Despite having higher rates of many diseases, older adults are often excluded from clinical trials of new therapies that could benefit them. Their underrepresentation makes it more difficult to evaluate the safety, efficacy, and dosage of drugs across all age groups, according to researchers who spoke with STAT.
In January 2019, the NIH rolled out the Inclusion Across the Lifespan Policy, which requires researchers applying for NIH funding to enroll participants of all ages in their studies or provide ethical or scientific reasoning for not doing so. However, a recent paper published in JAMA Internal Medicine found that among 97 cardiovascular trials on ClinicalTrials.gov, one-third had age limits the year after the policy went into effect – the same proportion as the year before.
Given how far in advance studies are designed and funding is allocated, “it’s going to be a few years before we know the effects of the policy … because they only looked at the first year, so time is going to tell us more,” said Kenneth Covinsky, MD, MPH, a clinician and researcher specializing in geriatrics at University of California San Francisco.

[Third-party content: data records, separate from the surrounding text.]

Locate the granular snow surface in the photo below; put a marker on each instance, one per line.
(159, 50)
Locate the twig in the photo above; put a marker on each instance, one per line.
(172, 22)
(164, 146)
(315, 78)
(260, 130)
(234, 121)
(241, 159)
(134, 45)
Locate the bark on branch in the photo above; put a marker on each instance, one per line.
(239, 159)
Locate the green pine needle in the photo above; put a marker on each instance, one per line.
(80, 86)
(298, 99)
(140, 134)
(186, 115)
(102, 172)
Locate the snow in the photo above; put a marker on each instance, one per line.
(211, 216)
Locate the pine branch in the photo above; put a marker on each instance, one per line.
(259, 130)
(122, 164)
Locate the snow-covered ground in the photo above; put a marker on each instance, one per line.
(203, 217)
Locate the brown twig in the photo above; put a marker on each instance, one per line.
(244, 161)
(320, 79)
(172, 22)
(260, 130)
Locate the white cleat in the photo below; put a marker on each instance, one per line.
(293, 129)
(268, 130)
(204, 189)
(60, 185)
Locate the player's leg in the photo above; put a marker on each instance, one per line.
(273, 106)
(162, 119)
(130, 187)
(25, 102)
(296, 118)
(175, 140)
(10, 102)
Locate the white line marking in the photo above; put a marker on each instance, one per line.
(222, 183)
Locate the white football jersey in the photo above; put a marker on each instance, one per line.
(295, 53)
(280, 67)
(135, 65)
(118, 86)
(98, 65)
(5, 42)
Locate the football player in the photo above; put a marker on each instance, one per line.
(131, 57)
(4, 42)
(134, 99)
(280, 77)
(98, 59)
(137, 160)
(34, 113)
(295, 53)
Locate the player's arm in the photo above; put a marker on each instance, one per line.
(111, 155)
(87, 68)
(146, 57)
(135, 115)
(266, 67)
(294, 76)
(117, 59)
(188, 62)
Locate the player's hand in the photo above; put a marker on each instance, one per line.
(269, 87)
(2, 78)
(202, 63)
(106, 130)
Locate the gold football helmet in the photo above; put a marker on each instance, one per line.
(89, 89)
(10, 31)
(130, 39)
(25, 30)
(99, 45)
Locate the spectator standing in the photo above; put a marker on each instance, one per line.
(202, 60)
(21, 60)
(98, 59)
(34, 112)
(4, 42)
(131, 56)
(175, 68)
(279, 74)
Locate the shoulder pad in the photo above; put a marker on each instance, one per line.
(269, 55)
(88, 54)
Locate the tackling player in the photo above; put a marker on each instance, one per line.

In addition to age limits, other exclusion criteria such as preexisting conditions and technology requirements can leave out older adults, and most studies’ endpoints don’t focus on the treatment’s effects on older adults, such as whether they are likely to experience problems with mobility or have trouble adhering to the regimen.
“It’s imperative that we let patients across all ages have the opportunity to participate in trials and use thoughtful decision-making in who we include and exclude,” Ethan Ludmir, MD, a clinician-researcher at MD Anderson Cancer Center, said.
Sources: STAT, September 30, 2020; Nanna MG, Chen ST, Nelson AJ, et al. Representation of Older Adults in Cardiovascular Disease Trials Since the Inclusion Across the Lifespan Policy. JAMA Intern Med. September 8, 2020. doi:10.1001/jamainternmed.2020.2750.